O mesmo de sempre, mas nada mal
O que eu acabei de escrever, de forma extremamente rápida e pouco caprichada, é o objetivo central de Skyrim, mas que não para por aí. Centenas de missões paralelas para se aventurar, tarefas miscelâneas para cumprir e histórias para vivenciar são alguns dos pontos mais icônicos de Skyrim desde que nasceu em 2011. Alie isso a um variado e belo mundo a se explorar, com uma enorme variedade de fauna e flora para descobrir, incontáveis livros que exploram a lore oculta do mundo e dos personagens, além de uma excelente árvore de habilidades para melhorar nosso Dragonborn, e temos um dos melhores jogos mundo aberto que já foi lançado.

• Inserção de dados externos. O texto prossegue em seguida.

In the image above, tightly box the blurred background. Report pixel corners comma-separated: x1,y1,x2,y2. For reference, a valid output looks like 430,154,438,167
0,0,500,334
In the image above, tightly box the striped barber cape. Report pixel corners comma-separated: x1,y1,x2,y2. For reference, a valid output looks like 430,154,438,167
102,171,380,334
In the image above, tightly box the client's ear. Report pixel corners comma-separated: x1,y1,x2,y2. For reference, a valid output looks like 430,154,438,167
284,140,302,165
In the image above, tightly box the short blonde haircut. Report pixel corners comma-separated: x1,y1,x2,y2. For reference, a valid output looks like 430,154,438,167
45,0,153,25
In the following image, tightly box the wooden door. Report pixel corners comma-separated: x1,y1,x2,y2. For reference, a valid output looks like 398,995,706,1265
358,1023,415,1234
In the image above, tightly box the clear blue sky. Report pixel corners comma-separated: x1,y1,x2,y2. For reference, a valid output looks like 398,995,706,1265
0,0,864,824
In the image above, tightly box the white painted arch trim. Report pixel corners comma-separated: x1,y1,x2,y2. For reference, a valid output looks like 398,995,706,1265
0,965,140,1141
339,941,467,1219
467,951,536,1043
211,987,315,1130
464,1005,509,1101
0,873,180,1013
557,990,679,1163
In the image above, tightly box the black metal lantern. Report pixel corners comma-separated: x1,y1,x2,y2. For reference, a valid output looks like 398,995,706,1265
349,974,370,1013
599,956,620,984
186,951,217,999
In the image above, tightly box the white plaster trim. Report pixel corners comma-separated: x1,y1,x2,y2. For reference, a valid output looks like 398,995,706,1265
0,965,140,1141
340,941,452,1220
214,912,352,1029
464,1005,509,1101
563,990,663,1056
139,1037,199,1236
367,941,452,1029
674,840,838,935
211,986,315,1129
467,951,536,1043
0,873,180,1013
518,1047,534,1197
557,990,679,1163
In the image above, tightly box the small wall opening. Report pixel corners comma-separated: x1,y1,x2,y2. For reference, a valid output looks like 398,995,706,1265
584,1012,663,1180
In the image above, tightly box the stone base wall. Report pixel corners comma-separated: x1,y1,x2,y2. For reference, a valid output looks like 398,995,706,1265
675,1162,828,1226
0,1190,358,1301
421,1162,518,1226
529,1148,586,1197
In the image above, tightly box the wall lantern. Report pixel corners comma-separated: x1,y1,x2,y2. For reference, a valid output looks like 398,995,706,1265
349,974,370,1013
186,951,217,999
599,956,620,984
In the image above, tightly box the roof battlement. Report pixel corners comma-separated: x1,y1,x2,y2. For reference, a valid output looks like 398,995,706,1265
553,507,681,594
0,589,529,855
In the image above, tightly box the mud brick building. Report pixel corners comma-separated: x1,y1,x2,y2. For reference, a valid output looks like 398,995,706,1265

Liberdade deve ser o melhor adjetivo para descrever Skyrim. Quer ser um bandido e tocar o terror? Vá em frente, mas tome cuidado. Seguir a história, simplesmente? Vá pela sombra. Desbravar esse bravo novo mundo? Não se esqueça dos seus suprimentos. A decisão final do que fazer jaz na sua limitação (e das pouquíssimas paredes invisíveis na borda do mundo). Ao final do dia, Skyrim no Switch 2 é tão como Skyrim em 2011: uma enorme caixa de areia para lutar contra ladrões, comer 150 rodelas de queijo, praticar artes arcanas, matar dragões, roubar na furtividade aberta, construir um lar, atirar com arco-flecha, virar um lobisomem/vampiro mas, acima de tudo, viver uma fantasia.
Armadura polida
No entanto, resta uma dúvida crucial: como Skyrim evoluiu, em comparação com seu lançamento inicial lá na Sétima Geração? Com isso, caro leitor, permita-me contar um pouco da lore deste redator que vos fala: desde 2015, meu irmão mais novo joga Skyrim no Xbox 360, tendo criado uma extensa coleção de recursos, riquezas e parceiros em sua jogatina, ainda impressionado com a vastidão do jogo e como opera. Em comparação com sua versão original, a edição de Switch 2 roda absurdamente bem, seja na renderização do jogo ou no tempo de carregamento.
Para se ter uma ideia da evolução de processamento, a versão de Xbox 360 precisa de muitos segundos e até mesmo quase 30 segundos para carregar o jogo no início e outros tantos ao redor da jogatina como entrar ou sair de locais e viagens rápidas. Os carregamentos são praticamente inexistentes, seja para começar o jogo ou se locomover, nem dando tempo para ler as dicas e pedaços de lore nas telas estáticas, algo extremamente comum na versão original.
Claro, os gráficos parecem datados para os padrões atuais, com a grande correção sendo a luminosidade em comparação com a versão do Switch original, mas os visuais continuam muito bonitos. Em seu lançamento inicial, a versão de Switch 2 contava com diversos atrasos de performance e especialmente de input, como notificado pela análise no site Nintendo Life, mas estes foram extremamente suavizados com atualizações, restando apenas um leve atraso de input aqui e ali (como apertar o botão do grito mas não sair ou a inteligência artificial simplesmente desligar). Porém, ainda existem alguns bugs irritantes, como colocar uma arma em sua casa e não conseguir mais tirar ela.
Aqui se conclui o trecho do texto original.